Il “Goal” di Ceroli è crollato. Decenni di degrado e abbandono dell’opera di Italia ’90 hanno portato a questo risultato
Lo scorso 23 giugno, nella zona Flaminio accanto al Palazzetto dello Sport recentemente ristrutturato, alcuni ragazzi che giocavano nel campo dove sorgeva la struttura denominata “Goal” dell’Artista Mario Ceroli, hanno sentito dei rumori sinistri provenire proprio dal monumento e per questo allertato i Vigili del fuoco. Tempo pochi minuti è il simbolo di Italia ’90 è crollato, per fortuna senza feriti.
L’opera in legno di Russia pesava ben 35 tonnellate ed era alta 16 metri. Come detto, era stata realizzata per gli ormai lontani Mondiali del 1990 giocatisi proprio in Italia. Per l’occasione era stata esposta di fronte al PalaEur per poi essere trasferita al Flaminio nel 2001. Da lì l’inizio della fine.

Fonte: Roma Today
Nel 2015 la Sovrintendenza voleva riqualificarla con 300mila euro ma si sa che la burocrazia capitolina e, più in generale, italiana è celebre per la sua capacità del “far niente”! Rino Fabiano, assessore all’Ambiente del II Municipio, ha spiegato che “questa vicenda evidenza i gravi ritardi da parte della Sovrintendenza Capitolina, che non ha mai assunto posizioni fattive quando si manifestano emergenza come questa. Il municipio segnalò la pericolosità dell’opera nel 2015, ci furono note della giunta e atti di consiglio in cui si chiedeva che l’opera venisse o spostata, o ridimensionata. Ceroli, che oggi ha 87 anni, si era anche reso disponibile a trovare una soluzione. Ma la Sovrintendenza ci ha ignorato e anzi, aveva messo a bilancio 300mila euro per recuperarla”.

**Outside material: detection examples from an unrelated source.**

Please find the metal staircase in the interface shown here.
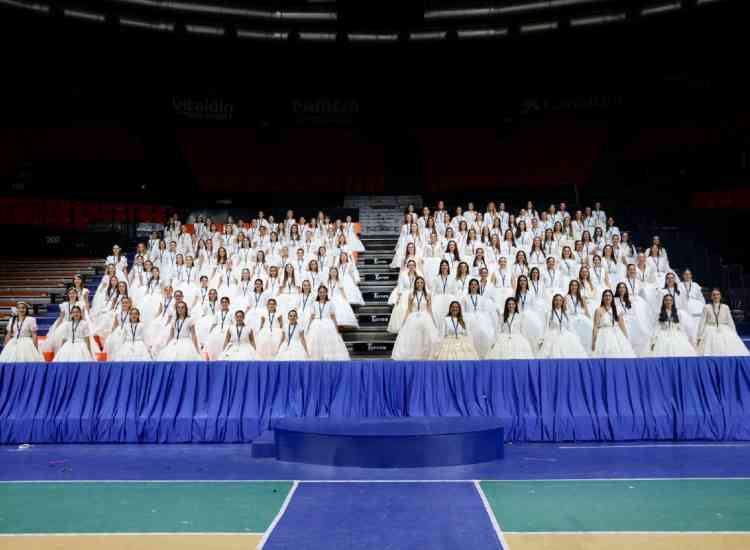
[343,195,422,359]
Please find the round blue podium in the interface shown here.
[273,417,503,468]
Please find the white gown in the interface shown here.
[432,275,459,327]
[0,317,44,363]
[339,262,365,306]
[276,320,310,361]
[435,317,479,361]
[614,296,653,355]
[219,324,260,361]
[591,310,635,358]
[52,320,94,363]
[565,294,594,350]
[255,311,284,360]
[487,313,534,360]
[646,317,698,357]
[539,310,588,359]
[698,304,750,356]
[659,288,700,344]
[391,292,440,360]
[104,308,130,359]
[156,317,203,361]
[305,301,349,361]
[516,292,544,349]
[203,309,234,361]
[326,284,359,328]
[109,321,153,362]
[461,294,495,359]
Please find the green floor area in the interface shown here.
[0,482,292,533]
[482,479,750,532]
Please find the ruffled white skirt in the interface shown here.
[0,338,44,363]
[391,311,440,360]
[255,327,283,360]
[539,329,589,359]
[521,308,544,349]
[486,334,534,359]
[388,292,409,334]
[305,319,349,361]
[646,330,698,357]
[569,313,594,350]
[591,326,635,358]
[276,339,310,361]
[52,341,94,363]
[704,325,750,359]
[108,340,153,363]
[219,342,260,361]
[464,311,495,358]
[155,338,203,362]
[435,336,479,361]
[332,296,359,328]
[432,294,459,327]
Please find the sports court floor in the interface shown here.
[0,443,750,550]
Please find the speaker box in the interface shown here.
[336,0,424,32]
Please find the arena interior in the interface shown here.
[0,0,750,550]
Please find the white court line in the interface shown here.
[505,531,750,536]
[474,479,510,550]
[0,476,750,485]
[0,531,263,538]
[557,443,750,450]
[256,481,299,550]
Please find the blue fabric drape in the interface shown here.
[0,358,750,444]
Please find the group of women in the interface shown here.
[0,211,364,362]
[388,202,748,359]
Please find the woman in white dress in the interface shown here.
[326,267,359,328]
[614,283,653,355]
[435,301,479,361]
[151,284,175,356]
[539,294,588,359]
[52,306,94,363]
[388,260,419,334]
[677,269,706,330]
[40,286,83,353]
[0,302,44,363]
[136,267,167,325]
[73,273,91,310]
[646,294,697,357]
[461,279,495,359]
[696,288,750,359]
[565,279,594,350]
[344,216,365,252]
[648,244,674,287]
[203,296,232,361]
[432,260,457,327]
[422,232,443,284]
[104,245,128,281]
[306,286,349,361]
[591,290,635,358]
[156,302,203,361]
[276,309,310,361]
[110,307,153,362]
[255,298,284,360]
[487,298,534,359]
[275,263,301,315]
[104,296,133,358]
[338,252,365,306]
[515,275,544,347]
[662,273,700,344]
[391,278,440,360]
[219,310,259,361]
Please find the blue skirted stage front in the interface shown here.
[0,358,750,444]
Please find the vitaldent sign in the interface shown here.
[172,96,234,121]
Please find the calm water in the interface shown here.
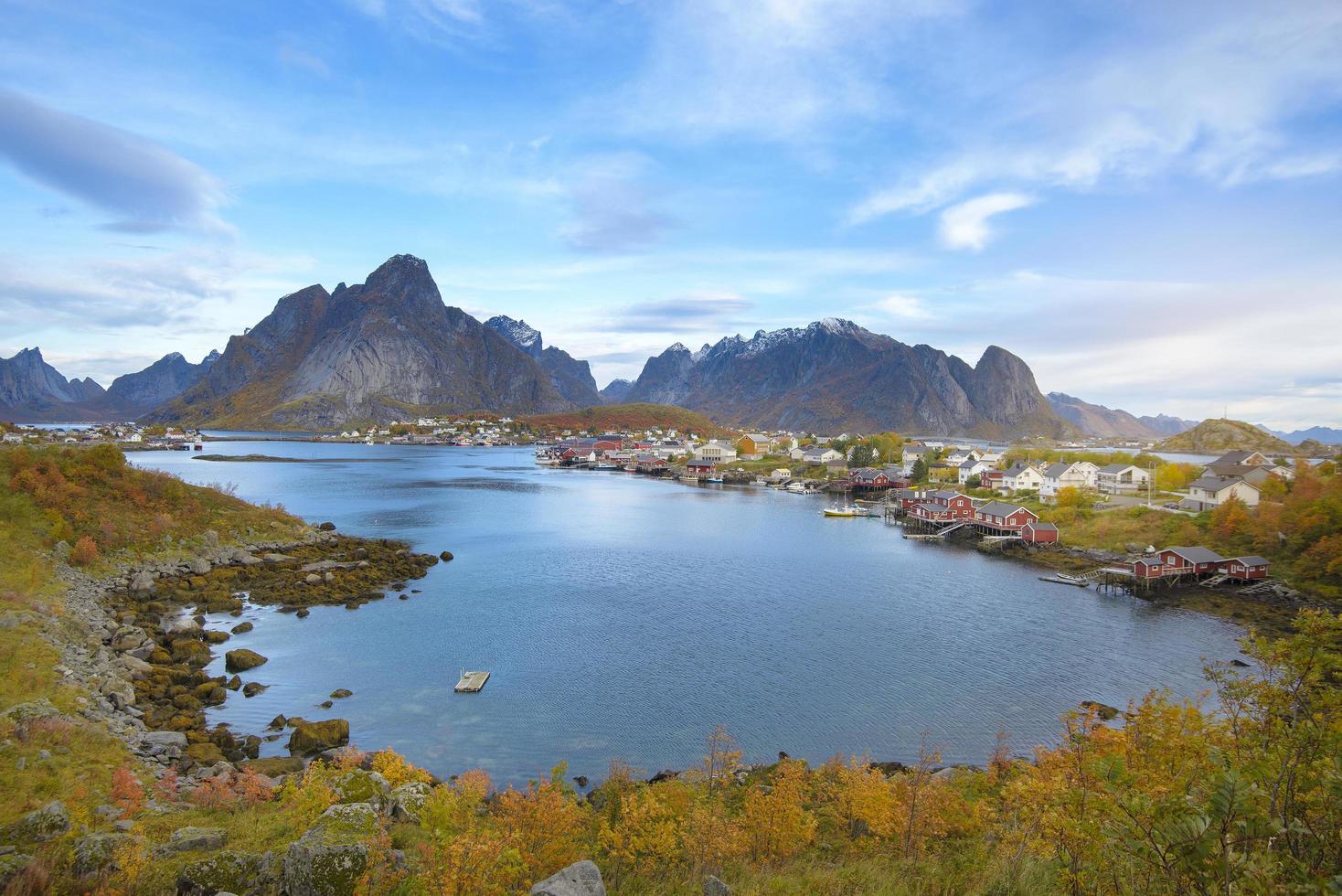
[130,442,1237,782]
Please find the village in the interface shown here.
[536,433,1294,594]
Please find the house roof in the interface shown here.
[978,500,1029,517]
[1161,545,1225,563]
[1189,476,1258,492]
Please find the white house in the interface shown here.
[801,448,844,467]
[1095,464,1152,495]
[1001,464,1044,494]
[957,459,992,485]
[1038,460,1099,500]
[1181,476,1259,509]
[694,439,737,464]
[900,445,937,476]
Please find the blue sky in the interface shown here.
[0,0,1342,427]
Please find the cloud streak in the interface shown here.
[938,193,1033,252]
[0,89,226,233]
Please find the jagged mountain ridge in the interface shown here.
[602,379,634,405]
[107,348,220,413]
[1047,391,1197,439]
[625,318,1075,437]
[485,314,602,408]
[149,255,571,429]
[0,347,118,422]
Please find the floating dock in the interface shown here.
[453,672,490,693]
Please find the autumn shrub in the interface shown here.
[112,766,145,818]
[69,535,98,566]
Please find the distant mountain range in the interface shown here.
[1049,391,1197,439]
[0,255,1342,443]
[624,318,1075,439]
[485,314,602,408]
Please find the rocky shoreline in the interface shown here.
[16,523,450,790]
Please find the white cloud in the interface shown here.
[938,193,1035,251]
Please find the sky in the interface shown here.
[0,0,1342,429]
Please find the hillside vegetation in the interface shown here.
[524,402,735,439]
[0,448,1342,896]
[1156,420,1296,457]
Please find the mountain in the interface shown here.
[1136,413,1197,436]
[107,351,220,411]
[1259,424,1342,445]
[1156,419,1294,454]
[602,379,634,405]
[0,348,122,422]
[485,314,602,408]
[1049,391,1162,439]
[147,255,571,429]
[625,318,1075,439]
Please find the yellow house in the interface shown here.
[737,432,773,457]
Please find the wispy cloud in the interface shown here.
[559,153,672,252]
[0,89,227,233]
[938,193,1033,251]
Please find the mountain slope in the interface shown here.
[1049,391,1159,439]
[0,347,123,422]
[602,379,634,405]
[1156,419,1293,454]
[625,319,1075,437]
[485,314,602,408]
[150,255,571,429]
[107,351,218,411]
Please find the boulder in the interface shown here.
[531,859,605,896]
[177,850,278,896]
[0,853,32,892]
[143,731,186,750]
[330,769,392,813]
[392,781,433,824]
[284,804,378,896]
[0,801,69,844]
[289,719,349,755]
[168,827,229,853]
[224,648,266,672]
[241,756,304,778]
[71,833,145,877]
[703,875,731,896]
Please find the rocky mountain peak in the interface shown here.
[485,314,545,358]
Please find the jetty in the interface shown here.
[453,672,490,693]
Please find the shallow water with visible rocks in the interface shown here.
[129,442,1240,784]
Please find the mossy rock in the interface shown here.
[0,799,69,844]
[330,769,392,812]
[71,833,145,877]
[186,741,224,766]
[284,804,378,896]
[224,648,266,672]
[241,756,307,778]
[177,849,279,896]
[289,719,349,755]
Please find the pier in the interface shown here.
[453,672,490,693]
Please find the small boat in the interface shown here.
[453,672,490,693]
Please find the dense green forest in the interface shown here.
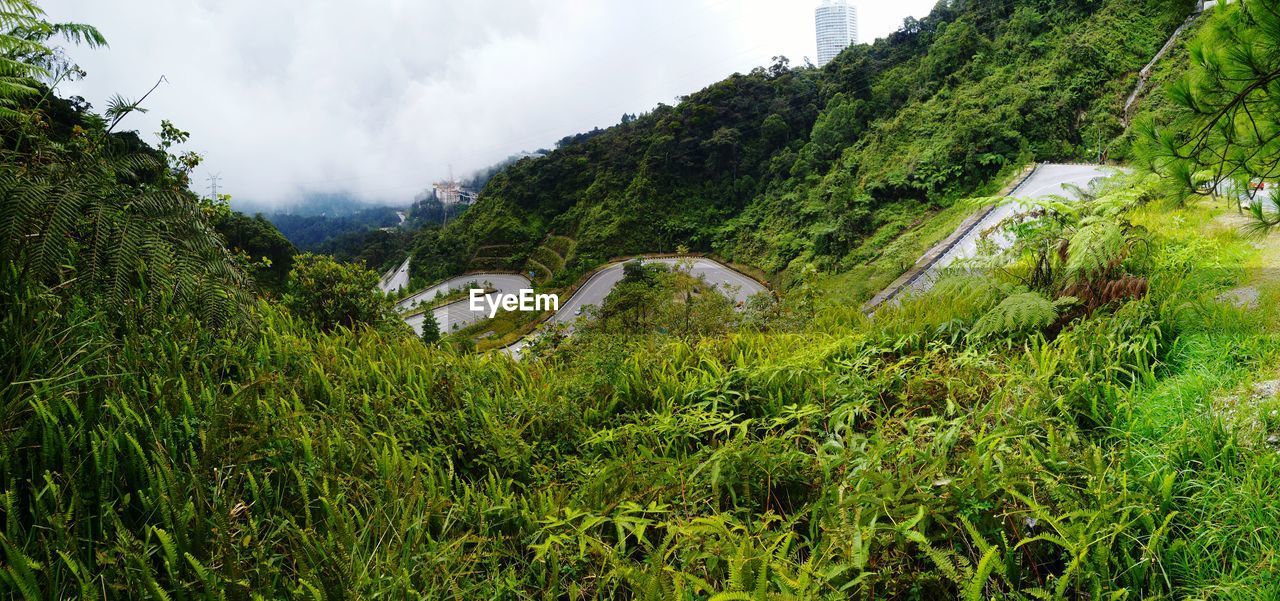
[268,207,401,251]
[415,0,1196,283]
[0,0,1280,601]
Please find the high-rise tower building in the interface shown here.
[815,0,858,66]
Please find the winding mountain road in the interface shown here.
[388,258,768,357]
[396,274,532,311]
[502,257,768,358]
[378,257,410,294]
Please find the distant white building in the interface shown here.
[815,0,858,66]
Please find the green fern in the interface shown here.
[969,292,1059,339]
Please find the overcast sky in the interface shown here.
[42,0,936,205]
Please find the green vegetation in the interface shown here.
[1140,0,1280,222]
[413,0,1194,286]
[268,207,399,251]
[284,254,403,331]
[0,0,1280,600]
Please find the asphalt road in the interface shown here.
[503,258,768,357]
[404,292,512,336]
[895,165,1111,298]
[378,257,410,294]
[396,274,532,311]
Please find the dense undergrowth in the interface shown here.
[0,0,1280,600]
[10,171,1280,598]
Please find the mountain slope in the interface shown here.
[415,0,1194,283]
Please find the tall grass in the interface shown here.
[0,195,1280,600]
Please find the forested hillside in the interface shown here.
[0,0,1280,601]
[415,0,1196,281]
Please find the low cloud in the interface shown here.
[46,0,932,205]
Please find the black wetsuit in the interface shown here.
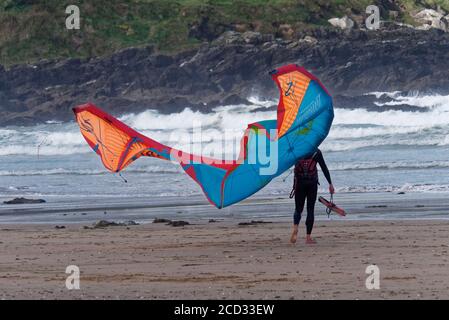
[293,150,332,235]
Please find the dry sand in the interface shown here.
[0,220,449,299]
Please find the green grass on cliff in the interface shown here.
[0,0,449,65]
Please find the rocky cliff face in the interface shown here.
[0,28,449,126]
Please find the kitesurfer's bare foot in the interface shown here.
[306,235,316,244]
[290,228,298,243]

Correva l’anno 2020 quando venne inaugurato il campo del “playground”, ossia l’area limitrofa all’opera in questione. Il trascorrere del tempo, gli agenti atmosferici e il menefreghismo di chi si alterna nelle sedi del “potere” hanno ridotto i 16 metri dell’opera di Mario Ceroli a simbolo del degrado capitolino. 35 anni totalmente sprovvisti di manutenzione, ma ricchi solo di denunce, ovviamente cadute nel vuoto, per la pericolosità della struttura. Ed ecco il risultato!

Fonte: Artribune
Oggi, solo per un puro caso non si parla di feriti o peggio ancora di morti. Anche chi scrive ha avuto modo di vedere più e più volte lo stato di abbandono e di pericolo in cui era avvolto il monumento in questione. E non bisogna essere delle menti fuori dal comune per ipotizzare che tanti altri occhi, compresi quelli di chi avrebbe dovuto e potuto fare qualcosa, abbiano assistito all’avanzare del rischio che si correva passando sotto quell’insieme di travi ormai marcite.
Complimenti a chi avrebbe potuto fare ma ha preferito voltare la testa dall’altra parte! Non siete degni di appartenere a questa Città!